From my browser it works like this:
- Go to the fund URL, eg https://www.vanguard.com.au/personal/products/en/detail/8225/portfolio
- Follow the link, "See count total holdings"
- Click the link, "Export to CSV"
My attempt to replicate this in Python follows. The first link follow seems to work because I get different HTML but the second click gives me the same page, not a download.
import asyncio
from pyppeteer import launch
import os
async def get_page(browser, url):
page = await browser.newPage()
await page.goto(url)
return page
async def fetch(url):
browser = await launch(options={'args': ['--no-sandbox']}) #headless=True,
page = await get_page(browser, url)
await page.waitFor(2000)
# save the page so we can see the source
wkg_dir = 'vanguard'
t_file = os.path.join(wkg_dir,'8225.htm')
with open(t_file, 'w', encoding="utf-8") as ef:
ef.write(await page.content())
accept = await page.xpath('//a[contains(., "See count total holdings")]')
print(f'Found {len(accept)} "See count total holdings" links')
if accept:
await accept[0].click()
await page.waitFor(2000)
else:
print('DID NOT FIND THE LINK')
return False
# save the pop-up page for debug
t_file = os.path.join(wkg_dir,'first_page.htm')
with open(t_file, 'w', encoding="utf-8") as ef:
ef.write(await page.content())
links = await page.xpath('//a[contains(., "Export to CSV")]')

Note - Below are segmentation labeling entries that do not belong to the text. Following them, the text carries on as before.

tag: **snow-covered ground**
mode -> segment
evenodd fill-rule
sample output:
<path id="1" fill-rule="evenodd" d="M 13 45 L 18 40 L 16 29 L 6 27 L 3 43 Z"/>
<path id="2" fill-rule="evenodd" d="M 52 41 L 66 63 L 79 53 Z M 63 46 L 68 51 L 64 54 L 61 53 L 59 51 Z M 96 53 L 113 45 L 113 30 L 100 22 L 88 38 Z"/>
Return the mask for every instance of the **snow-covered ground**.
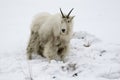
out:
<path id="1" fill-rule="evenodd" d="M 0 56 L 0 80 L 120 80 L 120 45 L 104 44 L 86 32 L 75 32 L 65 63 L 25 50 Z"/>
<path id="2" fill-rule="evenodd" d="M 0 80 L 30 80 L 30 75 L 33 80 L 120 80 L 119 4 L 119 0 L 0 0 Z M 65 13 L 75 8 L 76 16 L 66 62 L 49 63 L 38 55 L 28 61 L 25 49 L 32 17 L 43 11 L 57 13 L 60 7 Z"/>

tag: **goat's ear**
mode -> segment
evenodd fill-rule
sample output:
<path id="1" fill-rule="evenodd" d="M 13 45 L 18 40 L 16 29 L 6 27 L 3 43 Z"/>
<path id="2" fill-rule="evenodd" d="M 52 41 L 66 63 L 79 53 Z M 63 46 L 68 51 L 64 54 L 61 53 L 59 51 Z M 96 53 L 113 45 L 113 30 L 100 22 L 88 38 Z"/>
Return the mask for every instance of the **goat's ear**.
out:
<path id="1" fill-rule="evenodd" d="M 71 16 L 70 20 L 72 21 L 74 19 L 75 16 Z"/>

print(f'Found {len(links)} "Export to CSV" links') # 3 of these
for i, link in enumerate(links):
print(f'Trying link {i}')
await link.click()
await page.waitFor(2000)
t_file = os.path.join(wkg_dir,f'csv_page{i}.csv')
with open(t_file, 'w', encoding="utf-8") as ef:
ef.write(await page.content())
return True
#---------- Main ------------
# Set constants and global variables
url = 'https://www.vanguard.com.au/personal/products/en/detail/8225/portfolio'
loop = asyncio.get_event_loop()
status = loop.run_until_complete(fetch(url))
Would love to hear suggestions from anyone that knows Puppeteer / Pyppeteer well.